NICE has signaled that it will use additional evidence, including RWE, in its guidance development, including technology assessments and clinical guideline creation. It is seeking partnerships with leading RWE researchers and experts to assess how best to incorporate RWE in their guidance. NICE plans to release methodological guidelines in 2020. 

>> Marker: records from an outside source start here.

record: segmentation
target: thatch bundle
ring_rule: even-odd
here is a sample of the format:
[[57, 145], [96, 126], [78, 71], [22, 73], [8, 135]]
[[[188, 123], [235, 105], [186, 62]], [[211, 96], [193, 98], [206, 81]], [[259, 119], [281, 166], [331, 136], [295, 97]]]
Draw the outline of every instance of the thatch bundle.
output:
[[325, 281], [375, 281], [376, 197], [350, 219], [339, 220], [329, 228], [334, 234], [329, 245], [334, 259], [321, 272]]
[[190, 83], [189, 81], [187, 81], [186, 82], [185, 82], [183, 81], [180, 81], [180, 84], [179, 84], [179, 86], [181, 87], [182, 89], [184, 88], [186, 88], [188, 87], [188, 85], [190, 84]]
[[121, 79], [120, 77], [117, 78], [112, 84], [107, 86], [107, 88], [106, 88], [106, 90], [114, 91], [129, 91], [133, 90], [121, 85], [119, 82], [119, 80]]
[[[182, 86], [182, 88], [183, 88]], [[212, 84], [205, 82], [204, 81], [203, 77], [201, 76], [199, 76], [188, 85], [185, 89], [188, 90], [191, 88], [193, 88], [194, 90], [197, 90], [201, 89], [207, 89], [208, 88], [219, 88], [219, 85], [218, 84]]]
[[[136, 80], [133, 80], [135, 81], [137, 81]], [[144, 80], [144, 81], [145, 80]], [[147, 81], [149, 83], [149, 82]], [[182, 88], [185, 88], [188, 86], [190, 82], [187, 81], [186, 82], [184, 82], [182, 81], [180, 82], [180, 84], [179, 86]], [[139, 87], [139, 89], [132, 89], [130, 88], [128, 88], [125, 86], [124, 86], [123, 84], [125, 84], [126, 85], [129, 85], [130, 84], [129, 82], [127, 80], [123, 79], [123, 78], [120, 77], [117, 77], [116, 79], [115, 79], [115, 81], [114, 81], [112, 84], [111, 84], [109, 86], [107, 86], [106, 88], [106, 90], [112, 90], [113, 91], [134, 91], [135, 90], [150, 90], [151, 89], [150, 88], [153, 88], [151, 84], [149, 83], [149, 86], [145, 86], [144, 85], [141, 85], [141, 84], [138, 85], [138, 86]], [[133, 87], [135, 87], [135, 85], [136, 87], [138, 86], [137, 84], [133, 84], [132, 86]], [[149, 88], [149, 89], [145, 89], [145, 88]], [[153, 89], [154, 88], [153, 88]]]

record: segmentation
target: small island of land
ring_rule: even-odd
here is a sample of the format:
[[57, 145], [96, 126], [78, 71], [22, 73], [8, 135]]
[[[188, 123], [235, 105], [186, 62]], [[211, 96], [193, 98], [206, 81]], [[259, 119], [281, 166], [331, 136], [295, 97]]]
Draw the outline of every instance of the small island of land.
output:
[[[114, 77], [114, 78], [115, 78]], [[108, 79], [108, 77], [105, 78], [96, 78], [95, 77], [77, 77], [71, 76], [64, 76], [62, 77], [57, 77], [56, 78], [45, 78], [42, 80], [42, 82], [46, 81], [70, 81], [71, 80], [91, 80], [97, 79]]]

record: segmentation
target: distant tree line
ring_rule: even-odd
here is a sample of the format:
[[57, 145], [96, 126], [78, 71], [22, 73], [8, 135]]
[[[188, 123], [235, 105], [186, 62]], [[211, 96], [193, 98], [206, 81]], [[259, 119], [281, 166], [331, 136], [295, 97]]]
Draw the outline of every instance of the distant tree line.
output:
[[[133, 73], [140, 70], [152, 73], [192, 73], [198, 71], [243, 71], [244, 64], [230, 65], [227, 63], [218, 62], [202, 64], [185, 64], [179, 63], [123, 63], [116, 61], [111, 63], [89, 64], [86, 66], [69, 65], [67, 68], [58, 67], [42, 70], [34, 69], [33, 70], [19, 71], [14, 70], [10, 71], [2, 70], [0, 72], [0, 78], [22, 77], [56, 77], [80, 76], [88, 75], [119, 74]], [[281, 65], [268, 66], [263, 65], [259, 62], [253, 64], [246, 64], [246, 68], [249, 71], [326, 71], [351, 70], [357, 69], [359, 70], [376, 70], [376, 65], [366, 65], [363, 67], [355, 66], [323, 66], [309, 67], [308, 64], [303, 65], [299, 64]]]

Implications for biopharma
As RWE continues to gain traction, HTAs are increasingly requesting that biopharma employ it to supplement evidence packages for assessments. Biopharma should prepare their RWE strategy accordingly as agencies shift away from the traditional evidence hierarchy and embrace RWE’s role in bridging the efficacy-effectiveness gap

There is an opportunity for biopharma to build their RWE infrastructure for the identification, collection, and analysis of RWD. For HTA purposes, focus should be on identifying opportunities to reduce clinical uncertainty inherent in some pivotal RCTs (e.g., in cases of accelerated regulatory approvals), support clinical and economic assumptions, and improve cost-effectiveness model inputs. These RWD and RWE  protocols should be integrated into the brand’s strategic plan early in the development process. 

Manufacturers should also facilitate discussions with HTA agencies regarding how RWE will be incorporated in the submission, and how the HTA body will use it in their assessment. By increasing collaboration and transparency with HTAs, biopharma can help facilitate the development of RWE guidance, and eventually enable the use of RWE in decision-making.